Which plants are better for bees: native or non-native?
📖 Background
You work for the local government environment agency and have taken on a project about creating pollinator bee-friendly spaces. You can use both native and non-native plants to create these spaces and therefore need to ensure that you use the correct plants to optimize the environment for these bees.
The team has collected data on native and non-native plants and their effects on pollinator bees.
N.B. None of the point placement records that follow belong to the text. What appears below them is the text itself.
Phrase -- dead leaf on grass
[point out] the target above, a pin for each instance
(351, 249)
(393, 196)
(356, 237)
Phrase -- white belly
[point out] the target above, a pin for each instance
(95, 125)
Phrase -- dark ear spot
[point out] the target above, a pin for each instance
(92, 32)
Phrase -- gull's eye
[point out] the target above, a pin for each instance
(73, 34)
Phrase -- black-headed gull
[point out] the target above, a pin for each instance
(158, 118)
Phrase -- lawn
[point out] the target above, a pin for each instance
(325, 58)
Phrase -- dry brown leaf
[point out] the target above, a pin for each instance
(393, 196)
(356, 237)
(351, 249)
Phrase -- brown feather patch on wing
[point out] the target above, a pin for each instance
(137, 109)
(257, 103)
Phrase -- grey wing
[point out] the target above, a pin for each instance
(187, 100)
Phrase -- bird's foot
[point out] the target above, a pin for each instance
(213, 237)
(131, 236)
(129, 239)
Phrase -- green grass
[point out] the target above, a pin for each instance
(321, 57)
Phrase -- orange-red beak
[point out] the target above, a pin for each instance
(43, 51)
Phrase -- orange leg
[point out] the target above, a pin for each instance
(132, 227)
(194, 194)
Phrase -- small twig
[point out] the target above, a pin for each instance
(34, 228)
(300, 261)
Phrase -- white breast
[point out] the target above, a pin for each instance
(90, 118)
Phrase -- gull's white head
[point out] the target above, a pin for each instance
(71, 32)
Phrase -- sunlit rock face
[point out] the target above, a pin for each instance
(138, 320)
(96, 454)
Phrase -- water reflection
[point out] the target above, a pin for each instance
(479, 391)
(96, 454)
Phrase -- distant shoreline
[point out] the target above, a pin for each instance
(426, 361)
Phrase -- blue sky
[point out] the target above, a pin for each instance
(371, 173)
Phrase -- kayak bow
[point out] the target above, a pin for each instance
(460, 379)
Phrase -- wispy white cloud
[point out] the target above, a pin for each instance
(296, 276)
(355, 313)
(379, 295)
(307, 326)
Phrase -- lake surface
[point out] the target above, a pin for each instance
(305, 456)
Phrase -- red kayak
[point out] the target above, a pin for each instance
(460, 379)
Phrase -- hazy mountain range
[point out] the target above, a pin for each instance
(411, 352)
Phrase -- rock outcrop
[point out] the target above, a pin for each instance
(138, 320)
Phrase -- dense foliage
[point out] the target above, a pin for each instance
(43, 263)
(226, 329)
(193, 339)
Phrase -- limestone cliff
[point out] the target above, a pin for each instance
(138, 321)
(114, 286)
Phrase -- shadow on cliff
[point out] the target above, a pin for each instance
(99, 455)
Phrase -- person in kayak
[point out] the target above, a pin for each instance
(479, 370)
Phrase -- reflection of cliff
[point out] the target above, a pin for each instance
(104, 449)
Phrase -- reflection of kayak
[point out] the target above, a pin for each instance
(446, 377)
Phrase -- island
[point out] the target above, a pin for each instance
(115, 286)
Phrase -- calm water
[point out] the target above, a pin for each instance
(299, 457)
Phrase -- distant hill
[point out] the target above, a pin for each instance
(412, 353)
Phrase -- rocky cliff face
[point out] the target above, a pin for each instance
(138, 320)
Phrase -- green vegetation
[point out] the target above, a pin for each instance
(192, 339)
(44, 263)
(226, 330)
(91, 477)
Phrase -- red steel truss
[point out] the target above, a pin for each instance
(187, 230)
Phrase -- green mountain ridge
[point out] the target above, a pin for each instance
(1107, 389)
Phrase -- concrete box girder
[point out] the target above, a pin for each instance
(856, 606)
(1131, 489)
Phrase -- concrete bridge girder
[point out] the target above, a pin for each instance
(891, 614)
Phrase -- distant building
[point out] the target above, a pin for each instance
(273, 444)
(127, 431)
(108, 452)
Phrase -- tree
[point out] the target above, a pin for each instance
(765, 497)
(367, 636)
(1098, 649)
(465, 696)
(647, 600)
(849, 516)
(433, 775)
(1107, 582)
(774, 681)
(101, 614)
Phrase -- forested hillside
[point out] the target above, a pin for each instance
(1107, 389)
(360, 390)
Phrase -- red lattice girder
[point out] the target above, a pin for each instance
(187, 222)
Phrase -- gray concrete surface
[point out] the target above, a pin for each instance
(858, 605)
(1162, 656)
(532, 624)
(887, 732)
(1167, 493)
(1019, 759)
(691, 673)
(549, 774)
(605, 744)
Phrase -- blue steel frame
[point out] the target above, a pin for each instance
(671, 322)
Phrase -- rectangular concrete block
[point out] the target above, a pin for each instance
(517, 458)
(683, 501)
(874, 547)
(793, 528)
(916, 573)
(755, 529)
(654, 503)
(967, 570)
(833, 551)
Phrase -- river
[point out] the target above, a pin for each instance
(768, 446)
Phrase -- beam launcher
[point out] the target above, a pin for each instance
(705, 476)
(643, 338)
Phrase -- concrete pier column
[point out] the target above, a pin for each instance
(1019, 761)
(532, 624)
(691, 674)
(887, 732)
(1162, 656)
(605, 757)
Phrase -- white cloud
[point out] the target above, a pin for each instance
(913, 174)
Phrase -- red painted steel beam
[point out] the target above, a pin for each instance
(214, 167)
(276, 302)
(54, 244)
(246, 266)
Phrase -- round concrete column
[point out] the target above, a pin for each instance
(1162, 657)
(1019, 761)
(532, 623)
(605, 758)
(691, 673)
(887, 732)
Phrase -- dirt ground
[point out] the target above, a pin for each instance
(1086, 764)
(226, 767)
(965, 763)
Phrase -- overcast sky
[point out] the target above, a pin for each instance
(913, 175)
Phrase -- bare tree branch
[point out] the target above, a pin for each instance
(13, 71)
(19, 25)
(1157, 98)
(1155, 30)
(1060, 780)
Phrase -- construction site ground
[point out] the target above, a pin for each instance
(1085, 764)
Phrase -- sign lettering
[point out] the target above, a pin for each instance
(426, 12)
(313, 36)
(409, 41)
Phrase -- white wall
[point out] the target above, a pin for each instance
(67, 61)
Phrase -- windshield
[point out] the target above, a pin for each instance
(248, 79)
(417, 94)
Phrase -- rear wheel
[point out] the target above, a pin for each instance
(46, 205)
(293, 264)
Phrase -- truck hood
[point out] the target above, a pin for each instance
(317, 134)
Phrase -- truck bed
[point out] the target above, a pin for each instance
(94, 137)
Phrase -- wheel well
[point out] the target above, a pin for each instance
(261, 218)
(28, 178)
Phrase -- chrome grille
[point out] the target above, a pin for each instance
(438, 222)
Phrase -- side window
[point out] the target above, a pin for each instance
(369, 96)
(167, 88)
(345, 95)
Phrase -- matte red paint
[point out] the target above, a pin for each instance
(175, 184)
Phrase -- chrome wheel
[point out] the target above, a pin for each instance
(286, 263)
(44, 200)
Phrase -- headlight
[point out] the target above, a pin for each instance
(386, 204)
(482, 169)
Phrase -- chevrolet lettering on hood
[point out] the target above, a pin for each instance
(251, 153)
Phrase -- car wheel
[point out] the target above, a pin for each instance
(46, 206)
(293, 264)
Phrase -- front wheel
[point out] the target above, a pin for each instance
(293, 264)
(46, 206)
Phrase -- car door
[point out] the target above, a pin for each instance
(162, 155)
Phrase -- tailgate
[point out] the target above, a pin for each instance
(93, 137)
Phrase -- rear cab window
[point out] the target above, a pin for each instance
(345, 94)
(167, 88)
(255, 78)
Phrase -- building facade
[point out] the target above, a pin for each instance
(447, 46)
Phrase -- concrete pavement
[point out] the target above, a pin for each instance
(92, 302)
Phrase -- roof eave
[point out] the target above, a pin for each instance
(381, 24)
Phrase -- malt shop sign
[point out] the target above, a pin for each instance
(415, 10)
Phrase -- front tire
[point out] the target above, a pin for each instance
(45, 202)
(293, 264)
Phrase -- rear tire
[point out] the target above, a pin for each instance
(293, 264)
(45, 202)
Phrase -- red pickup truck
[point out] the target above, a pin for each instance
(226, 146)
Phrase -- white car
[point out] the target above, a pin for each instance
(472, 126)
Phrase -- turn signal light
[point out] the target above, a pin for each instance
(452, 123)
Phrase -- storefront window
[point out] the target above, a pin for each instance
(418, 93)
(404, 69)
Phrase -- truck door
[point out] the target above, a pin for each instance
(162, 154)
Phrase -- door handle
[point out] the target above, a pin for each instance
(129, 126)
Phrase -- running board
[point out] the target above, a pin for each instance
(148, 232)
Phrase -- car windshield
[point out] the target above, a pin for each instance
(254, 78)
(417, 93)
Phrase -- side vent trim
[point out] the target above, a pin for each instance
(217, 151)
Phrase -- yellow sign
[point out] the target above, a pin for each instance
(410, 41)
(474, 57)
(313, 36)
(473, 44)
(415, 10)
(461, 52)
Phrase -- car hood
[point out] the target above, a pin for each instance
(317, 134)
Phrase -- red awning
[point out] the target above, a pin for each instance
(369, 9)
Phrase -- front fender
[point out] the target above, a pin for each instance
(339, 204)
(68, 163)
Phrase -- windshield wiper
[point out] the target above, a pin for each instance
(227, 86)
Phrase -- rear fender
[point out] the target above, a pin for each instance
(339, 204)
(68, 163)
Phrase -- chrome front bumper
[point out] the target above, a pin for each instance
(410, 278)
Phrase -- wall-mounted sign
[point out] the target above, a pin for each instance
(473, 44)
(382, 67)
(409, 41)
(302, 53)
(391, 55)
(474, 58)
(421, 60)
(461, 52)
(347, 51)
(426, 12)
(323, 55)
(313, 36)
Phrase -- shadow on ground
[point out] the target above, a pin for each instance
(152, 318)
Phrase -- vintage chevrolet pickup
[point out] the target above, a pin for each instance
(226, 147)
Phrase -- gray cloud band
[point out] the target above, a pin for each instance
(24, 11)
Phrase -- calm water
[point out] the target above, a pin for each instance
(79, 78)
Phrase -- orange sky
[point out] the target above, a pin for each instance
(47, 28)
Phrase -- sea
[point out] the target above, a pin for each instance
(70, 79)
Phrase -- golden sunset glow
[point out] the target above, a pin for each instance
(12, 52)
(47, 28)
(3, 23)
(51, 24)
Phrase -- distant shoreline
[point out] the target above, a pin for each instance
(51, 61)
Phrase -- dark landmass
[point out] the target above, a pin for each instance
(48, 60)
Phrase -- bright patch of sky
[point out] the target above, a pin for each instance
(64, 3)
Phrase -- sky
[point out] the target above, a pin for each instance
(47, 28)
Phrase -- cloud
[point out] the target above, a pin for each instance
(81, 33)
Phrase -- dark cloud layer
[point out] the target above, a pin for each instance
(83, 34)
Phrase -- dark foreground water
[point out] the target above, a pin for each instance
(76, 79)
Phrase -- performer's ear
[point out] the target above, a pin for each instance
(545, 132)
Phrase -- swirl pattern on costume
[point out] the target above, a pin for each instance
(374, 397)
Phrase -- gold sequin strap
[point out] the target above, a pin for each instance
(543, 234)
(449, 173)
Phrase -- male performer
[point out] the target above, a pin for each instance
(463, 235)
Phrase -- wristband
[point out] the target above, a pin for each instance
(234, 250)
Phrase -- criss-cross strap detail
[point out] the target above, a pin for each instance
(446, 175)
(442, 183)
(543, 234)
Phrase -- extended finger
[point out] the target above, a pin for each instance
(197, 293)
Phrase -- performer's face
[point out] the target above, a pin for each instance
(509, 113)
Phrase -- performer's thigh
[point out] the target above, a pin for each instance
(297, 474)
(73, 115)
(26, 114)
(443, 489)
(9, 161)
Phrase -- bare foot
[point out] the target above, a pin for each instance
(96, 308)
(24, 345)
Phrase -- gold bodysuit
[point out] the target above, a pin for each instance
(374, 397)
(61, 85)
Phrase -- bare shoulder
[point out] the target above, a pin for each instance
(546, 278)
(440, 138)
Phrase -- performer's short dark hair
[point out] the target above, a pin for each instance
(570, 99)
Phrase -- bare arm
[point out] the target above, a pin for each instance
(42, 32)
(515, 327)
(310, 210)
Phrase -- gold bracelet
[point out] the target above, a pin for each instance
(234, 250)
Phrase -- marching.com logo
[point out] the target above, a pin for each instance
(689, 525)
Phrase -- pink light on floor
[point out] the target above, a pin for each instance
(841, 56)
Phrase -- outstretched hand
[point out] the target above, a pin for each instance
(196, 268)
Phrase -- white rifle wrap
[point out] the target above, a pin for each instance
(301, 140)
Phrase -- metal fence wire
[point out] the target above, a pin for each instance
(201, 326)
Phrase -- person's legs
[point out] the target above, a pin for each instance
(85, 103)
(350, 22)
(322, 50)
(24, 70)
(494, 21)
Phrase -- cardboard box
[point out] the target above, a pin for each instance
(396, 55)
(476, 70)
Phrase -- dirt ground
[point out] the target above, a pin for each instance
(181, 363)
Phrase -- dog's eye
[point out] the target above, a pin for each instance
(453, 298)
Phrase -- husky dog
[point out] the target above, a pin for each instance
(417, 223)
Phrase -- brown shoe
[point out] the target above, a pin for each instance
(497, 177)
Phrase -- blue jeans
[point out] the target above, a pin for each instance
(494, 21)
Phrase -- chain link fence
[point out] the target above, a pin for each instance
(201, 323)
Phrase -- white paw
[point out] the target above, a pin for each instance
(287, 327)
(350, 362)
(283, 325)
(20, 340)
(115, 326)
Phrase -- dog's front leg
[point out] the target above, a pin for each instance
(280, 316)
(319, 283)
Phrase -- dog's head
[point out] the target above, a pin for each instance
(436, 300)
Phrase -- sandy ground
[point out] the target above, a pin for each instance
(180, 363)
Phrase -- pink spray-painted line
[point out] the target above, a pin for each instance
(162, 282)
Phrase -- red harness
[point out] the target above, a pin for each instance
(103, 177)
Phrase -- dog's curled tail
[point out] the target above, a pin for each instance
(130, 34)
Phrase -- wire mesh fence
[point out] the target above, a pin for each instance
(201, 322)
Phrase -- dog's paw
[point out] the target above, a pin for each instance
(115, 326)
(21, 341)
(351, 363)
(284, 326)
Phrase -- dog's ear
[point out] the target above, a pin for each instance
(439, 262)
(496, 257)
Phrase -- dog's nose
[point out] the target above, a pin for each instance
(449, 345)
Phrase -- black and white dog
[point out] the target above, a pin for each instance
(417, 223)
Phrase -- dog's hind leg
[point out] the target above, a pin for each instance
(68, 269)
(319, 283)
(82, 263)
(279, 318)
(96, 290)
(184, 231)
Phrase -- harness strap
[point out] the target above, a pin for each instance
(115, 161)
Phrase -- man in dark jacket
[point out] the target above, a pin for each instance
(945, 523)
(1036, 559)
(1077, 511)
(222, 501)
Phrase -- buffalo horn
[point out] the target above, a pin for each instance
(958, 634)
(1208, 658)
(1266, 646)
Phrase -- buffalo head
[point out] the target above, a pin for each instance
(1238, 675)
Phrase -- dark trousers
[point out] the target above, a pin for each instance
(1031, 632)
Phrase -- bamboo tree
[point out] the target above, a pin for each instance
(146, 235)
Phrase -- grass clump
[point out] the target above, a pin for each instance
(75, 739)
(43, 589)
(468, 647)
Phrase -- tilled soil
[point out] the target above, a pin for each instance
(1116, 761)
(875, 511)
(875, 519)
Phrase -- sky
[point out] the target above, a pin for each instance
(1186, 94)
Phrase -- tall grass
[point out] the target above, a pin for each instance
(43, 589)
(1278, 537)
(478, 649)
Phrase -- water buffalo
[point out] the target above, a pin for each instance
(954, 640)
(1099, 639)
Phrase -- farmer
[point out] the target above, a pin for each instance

Your task will be to analyze this data and provide recommendations on which plants create an optimized environment for pollinator bees.
💾 The Data
You have assembled information on the plants and bees research in a file called plants_and_bees.csv
. Each row represents a sample that was taken from a patch of land where the plant species were being studied.
Column | Description |
---|---|
sample_id | The ID number of the sample taken. |
bees_num | The total number of bee individuals in the sample. |
date | Date the sample was taken. |
season | Season during sample collection ("early.season" or "late.season"). |
site | Name of collection site. |
native_or_non | Whether the sample was from a native or non-native plot. |
sampling | The sampling method. |
plant_species | The name of the plant species the sample was taken from. None indicates the sample was taken from the air. |
time | The time the sample was taken. |
bee_species | The bee species in the sample. |
sex | The gender of the bee species. |
specialized_on | The plant genus the bee species preferred. |
parasitic | Whether or not the bee is parasitic (0:no, 1:yes). |
nesting | The bees nesting method. |
status | The status of the bee species. |
nonnative_bee | Whether the bee species is native or not (0:no, 1:yes). |
Source (data has been modified)
💪 Challenge
Provide your agency with a report that covers the following:
- Which plants are preferred by native vs non-native bee species?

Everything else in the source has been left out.